Cue the first of many landscape-leveling sequences that’d be more at home in an average issue of Marvel Comics’ Hulk.

In another mildly clever touch, both sides are granted vulnerabilities. Kal-El loses his powers when exposed to any aspect of the Kryptonian atmosphere that fills Zod’s warship (nope, no sign of radioactive green Kryptonite); Zod and his minions, in turn, can be overwhelmed by the sensory overload of Earth-granted powers that Kal-El has mastered for two decades.

But this doesn’t slow the fight scenes a jot.

In between the various clashes, Laurence Fishburne gives a solid performance as Lois’ boss, Perry White; I liked the brief editor/reporter squabbles between these two.

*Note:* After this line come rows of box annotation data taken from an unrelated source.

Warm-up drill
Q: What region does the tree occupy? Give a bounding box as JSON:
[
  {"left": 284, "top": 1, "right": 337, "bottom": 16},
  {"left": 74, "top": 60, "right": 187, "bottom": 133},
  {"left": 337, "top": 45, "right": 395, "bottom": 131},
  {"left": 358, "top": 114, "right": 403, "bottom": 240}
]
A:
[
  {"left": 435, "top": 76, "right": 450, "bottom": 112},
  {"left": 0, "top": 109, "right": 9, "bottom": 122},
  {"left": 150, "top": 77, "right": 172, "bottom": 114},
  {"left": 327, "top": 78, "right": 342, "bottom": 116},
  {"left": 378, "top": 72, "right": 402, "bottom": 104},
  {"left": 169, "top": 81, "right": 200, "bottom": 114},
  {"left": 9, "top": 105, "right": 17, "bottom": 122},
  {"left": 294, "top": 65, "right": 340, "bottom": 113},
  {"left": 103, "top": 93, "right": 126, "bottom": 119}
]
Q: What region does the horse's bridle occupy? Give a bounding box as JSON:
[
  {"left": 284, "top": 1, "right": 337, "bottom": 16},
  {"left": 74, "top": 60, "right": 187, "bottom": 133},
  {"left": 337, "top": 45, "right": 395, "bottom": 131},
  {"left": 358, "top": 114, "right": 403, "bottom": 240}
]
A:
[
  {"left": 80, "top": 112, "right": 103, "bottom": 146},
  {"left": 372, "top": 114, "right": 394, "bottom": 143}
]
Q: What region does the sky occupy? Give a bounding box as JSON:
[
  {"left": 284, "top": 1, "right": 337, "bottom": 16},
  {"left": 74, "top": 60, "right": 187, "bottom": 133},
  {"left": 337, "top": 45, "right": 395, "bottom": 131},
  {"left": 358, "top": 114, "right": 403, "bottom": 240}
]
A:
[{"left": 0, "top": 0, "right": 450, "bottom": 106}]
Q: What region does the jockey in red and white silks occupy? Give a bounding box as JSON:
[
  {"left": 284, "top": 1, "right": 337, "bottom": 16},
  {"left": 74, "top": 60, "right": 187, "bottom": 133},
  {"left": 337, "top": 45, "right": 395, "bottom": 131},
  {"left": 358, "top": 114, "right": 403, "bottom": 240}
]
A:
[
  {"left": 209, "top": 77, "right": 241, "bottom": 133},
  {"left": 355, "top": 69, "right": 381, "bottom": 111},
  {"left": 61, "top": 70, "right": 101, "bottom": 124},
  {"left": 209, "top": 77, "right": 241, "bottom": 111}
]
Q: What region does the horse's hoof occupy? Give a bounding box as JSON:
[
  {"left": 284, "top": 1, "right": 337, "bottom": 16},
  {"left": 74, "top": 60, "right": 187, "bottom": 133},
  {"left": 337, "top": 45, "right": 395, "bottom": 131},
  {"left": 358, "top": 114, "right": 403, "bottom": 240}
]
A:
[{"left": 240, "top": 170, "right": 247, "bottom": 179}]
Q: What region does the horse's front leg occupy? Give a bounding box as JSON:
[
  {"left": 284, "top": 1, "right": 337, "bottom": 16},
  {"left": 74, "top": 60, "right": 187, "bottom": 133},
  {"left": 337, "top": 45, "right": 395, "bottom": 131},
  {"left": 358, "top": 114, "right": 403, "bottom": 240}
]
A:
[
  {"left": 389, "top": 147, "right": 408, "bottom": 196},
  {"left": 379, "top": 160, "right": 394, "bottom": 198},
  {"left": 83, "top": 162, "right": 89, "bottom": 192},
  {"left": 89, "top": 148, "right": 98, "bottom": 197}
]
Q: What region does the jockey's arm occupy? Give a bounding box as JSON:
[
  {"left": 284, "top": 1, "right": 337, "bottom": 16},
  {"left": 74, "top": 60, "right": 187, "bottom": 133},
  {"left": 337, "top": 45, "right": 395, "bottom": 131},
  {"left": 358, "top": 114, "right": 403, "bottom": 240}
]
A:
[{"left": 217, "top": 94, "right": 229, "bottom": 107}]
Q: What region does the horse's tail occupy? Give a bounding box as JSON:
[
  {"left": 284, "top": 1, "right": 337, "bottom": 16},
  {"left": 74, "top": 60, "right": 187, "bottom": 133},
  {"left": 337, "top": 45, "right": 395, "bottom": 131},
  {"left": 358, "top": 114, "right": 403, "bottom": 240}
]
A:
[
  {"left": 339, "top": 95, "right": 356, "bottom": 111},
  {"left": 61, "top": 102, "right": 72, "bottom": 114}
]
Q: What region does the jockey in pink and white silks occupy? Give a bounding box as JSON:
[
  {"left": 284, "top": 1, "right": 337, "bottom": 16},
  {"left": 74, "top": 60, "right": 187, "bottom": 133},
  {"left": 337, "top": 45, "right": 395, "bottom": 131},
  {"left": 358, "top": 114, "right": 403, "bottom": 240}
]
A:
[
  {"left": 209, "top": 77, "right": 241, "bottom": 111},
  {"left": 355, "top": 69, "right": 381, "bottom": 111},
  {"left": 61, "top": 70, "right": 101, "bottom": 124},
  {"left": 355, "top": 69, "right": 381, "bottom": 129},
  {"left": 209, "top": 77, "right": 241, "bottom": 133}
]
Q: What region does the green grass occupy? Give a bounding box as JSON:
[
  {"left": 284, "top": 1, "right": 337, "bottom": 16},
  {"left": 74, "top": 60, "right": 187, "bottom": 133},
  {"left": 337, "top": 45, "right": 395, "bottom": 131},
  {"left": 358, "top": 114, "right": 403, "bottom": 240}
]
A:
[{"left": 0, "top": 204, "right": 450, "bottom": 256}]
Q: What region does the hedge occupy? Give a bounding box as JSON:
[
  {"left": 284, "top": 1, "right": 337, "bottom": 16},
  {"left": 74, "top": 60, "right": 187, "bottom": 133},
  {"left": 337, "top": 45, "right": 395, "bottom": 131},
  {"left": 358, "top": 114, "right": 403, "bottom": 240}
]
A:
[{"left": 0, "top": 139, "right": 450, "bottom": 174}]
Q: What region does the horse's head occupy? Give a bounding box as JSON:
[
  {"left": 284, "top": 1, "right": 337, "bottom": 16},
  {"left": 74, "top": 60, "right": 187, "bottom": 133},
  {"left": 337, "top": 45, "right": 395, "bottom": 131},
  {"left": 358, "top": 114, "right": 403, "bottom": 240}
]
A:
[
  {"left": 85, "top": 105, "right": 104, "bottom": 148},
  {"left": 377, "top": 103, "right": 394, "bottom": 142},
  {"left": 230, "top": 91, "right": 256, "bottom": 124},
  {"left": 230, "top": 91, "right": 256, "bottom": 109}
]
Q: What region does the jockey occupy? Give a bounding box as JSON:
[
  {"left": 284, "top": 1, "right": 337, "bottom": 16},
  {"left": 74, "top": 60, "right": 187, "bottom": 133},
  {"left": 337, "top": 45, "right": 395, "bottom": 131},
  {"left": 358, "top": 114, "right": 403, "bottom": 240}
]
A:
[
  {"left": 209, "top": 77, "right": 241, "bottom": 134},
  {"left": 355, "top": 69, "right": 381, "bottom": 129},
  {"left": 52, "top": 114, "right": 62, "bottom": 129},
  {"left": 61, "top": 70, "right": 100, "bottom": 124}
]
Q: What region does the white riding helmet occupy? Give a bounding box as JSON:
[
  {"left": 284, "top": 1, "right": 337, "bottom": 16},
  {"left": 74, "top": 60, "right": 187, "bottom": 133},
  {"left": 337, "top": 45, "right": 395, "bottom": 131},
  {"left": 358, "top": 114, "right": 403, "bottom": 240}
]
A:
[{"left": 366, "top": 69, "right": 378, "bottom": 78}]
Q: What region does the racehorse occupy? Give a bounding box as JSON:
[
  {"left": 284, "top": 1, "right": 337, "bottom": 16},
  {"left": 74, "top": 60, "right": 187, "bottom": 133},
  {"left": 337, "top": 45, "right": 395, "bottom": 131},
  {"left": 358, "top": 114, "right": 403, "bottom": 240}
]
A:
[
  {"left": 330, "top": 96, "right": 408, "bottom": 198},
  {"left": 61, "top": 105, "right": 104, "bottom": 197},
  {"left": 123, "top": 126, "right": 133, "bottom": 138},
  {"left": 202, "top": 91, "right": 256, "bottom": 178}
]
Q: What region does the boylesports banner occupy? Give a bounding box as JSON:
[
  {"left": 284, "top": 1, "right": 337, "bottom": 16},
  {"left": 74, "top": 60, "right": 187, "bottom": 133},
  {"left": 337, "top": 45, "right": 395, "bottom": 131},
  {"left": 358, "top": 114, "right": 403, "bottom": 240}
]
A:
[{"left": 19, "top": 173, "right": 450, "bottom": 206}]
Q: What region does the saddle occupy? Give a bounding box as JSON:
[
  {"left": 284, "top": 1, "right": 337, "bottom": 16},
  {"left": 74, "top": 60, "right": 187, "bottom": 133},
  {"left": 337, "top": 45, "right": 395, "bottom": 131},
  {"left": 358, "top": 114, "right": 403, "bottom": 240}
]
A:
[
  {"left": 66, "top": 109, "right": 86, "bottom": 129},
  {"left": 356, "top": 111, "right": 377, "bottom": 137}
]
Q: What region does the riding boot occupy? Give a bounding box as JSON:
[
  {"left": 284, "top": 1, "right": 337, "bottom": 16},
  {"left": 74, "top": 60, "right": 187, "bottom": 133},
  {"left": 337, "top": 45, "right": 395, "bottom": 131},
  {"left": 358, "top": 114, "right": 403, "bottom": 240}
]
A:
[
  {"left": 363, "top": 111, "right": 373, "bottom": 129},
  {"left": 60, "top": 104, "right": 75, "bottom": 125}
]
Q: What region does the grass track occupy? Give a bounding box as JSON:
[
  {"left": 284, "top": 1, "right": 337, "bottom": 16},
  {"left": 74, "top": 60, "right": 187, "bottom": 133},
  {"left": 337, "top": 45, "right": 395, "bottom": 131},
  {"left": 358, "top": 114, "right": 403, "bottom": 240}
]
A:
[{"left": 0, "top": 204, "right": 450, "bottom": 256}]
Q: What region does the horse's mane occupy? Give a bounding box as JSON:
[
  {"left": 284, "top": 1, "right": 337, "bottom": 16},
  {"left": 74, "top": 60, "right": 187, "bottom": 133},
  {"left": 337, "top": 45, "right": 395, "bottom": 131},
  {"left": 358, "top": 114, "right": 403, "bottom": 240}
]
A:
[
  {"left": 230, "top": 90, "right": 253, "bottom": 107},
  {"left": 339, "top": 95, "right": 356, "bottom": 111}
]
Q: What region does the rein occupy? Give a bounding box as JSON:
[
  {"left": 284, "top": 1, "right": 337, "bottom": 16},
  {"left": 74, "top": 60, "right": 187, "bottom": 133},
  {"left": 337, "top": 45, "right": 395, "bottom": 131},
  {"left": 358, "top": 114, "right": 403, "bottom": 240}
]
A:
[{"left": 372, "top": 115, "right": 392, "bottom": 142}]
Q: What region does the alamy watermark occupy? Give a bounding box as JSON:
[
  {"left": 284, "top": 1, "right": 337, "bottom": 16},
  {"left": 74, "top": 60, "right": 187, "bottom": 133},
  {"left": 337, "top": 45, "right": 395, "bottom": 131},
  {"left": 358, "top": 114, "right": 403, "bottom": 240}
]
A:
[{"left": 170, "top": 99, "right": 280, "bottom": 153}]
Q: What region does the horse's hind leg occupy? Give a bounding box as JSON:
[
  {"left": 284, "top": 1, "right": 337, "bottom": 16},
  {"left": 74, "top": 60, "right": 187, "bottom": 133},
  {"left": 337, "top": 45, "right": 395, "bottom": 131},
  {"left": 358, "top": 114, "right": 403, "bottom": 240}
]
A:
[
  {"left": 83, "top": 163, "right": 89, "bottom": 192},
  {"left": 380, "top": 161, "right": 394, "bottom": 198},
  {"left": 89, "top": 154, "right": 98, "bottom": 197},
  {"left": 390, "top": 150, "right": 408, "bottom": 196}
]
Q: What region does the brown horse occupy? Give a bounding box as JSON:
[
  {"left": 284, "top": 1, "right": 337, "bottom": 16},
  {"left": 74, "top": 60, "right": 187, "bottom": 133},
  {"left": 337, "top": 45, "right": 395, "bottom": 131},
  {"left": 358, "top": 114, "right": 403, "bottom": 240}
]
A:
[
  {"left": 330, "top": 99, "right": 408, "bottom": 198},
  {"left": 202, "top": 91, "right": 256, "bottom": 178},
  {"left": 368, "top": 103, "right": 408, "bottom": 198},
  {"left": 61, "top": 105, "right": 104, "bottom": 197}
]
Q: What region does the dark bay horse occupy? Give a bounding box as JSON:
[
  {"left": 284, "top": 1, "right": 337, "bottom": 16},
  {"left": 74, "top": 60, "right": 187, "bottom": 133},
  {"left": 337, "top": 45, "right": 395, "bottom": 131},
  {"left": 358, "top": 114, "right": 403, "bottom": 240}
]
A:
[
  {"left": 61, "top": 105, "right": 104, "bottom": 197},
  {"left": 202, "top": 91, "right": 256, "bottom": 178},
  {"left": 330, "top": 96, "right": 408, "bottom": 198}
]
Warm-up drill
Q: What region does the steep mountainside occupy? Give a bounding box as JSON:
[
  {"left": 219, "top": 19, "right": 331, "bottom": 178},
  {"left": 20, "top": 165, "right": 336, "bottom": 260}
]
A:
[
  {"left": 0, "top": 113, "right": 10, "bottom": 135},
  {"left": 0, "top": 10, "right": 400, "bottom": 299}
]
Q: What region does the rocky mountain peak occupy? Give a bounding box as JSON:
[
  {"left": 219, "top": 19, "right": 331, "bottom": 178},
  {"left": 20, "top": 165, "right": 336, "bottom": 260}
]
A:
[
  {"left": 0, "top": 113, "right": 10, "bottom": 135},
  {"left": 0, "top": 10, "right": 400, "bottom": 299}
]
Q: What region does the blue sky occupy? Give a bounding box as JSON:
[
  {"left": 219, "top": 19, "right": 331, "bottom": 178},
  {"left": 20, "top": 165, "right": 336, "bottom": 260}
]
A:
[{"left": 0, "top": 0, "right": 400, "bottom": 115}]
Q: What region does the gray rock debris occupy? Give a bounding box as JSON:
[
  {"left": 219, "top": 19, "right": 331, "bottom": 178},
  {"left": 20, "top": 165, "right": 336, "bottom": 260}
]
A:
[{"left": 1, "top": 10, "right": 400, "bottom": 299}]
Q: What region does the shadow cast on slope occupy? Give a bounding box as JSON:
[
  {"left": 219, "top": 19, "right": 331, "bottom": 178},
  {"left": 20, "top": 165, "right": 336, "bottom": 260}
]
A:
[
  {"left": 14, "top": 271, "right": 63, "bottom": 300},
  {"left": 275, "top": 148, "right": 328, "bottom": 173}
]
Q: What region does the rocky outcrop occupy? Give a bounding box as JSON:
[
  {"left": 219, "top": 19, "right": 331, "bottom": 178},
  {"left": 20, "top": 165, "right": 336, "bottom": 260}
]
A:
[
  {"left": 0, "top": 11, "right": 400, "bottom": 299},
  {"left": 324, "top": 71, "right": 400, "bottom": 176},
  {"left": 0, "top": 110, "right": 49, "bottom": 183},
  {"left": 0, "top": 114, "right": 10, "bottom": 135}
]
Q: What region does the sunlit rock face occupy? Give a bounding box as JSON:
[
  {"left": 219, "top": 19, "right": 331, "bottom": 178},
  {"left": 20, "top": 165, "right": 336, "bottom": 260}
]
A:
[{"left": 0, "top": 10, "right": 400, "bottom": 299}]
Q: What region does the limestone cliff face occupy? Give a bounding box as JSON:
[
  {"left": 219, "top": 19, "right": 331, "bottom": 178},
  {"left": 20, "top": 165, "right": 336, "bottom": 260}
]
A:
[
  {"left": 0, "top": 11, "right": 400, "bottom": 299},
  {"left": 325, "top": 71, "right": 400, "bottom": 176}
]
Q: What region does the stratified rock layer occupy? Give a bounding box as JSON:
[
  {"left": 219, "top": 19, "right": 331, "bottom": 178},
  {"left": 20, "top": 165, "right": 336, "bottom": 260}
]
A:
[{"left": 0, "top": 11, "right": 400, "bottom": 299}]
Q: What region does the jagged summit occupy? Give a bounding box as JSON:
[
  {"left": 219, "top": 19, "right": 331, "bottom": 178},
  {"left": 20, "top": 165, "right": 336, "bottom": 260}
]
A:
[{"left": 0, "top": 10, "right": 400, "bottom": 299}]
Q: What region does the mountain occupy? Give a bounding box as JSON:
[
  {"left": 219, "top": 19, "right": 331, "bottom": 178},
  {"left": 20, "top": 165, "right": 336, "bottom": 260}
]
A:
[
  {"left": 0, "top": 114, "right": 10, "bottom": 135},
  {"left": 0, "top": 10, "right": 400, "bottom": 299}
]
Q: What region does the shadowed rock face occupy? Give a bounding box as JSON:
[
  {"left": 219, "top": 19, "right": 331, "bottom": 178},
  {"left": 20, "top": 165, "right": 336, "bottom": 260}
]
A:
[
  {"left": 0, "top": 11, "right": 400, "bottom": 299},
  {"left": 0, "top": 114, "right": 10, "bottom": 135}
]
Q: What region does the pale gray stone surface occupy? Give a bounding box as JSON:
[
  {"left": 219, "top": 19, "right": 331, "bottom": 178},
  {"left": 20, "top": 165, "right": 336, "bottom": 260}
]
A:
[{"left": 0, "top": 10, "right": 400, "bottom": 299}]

I also enjoyed all the quieter moments involving Costner and Lane, and getting to see both of them throughout the film — thanks to the aforementioned use of flashbacks — nicely anchors the story each time, at least briefly, as things spin out of control.

Lennix and Meloni make solid military types, and Richard Schiff is memorable as a scientist who plays a key role in the third act.

Other key players in the long-established Superman mythos get little more than name-checked, though, such as Lana Lang (Jadin Gould) and Pete Ross (Jack Foley as a boy, Joseph Cranford as an adult). They’re present solely to elicit smiles from über-fans who’ll also appreciate touches such as a tanker truck bearing a logo for LexCorp.

Production designer Alex McDowell clearly had a lot of fun, and the film’s many examples of Kryptonian technology range from intriguing to way-cool. Cinematographer Amir Mokri lends a refreshingly gentle tone to the various Kansas sequences in Smallville, but gets no chance for artistry once things get chaotic. And the 3-D effects, added after the fact, are pointless; don’t waste your money.

Hans Zimmer’s noisy, monotonous score too frequently pounds us into submission, much like Snyder’s approach to the lengthy third act.

Actually, the whole film is self-indulgently excessive, and in no way justifies its 143-minute length. (Once again, Whedon’s The Avengers, coming in at precisely the same running time, had no trouble holding our attention.)

I hate to think that Snyder, Goyer and Nolan might return for another round, should this film prove financially successful; I’m not even that wild about seeing Cavill again. I fully intend to renew my acquaintance with Reeve’s 1978 film, just to remove the taste of this maladroit, misanthropic mess.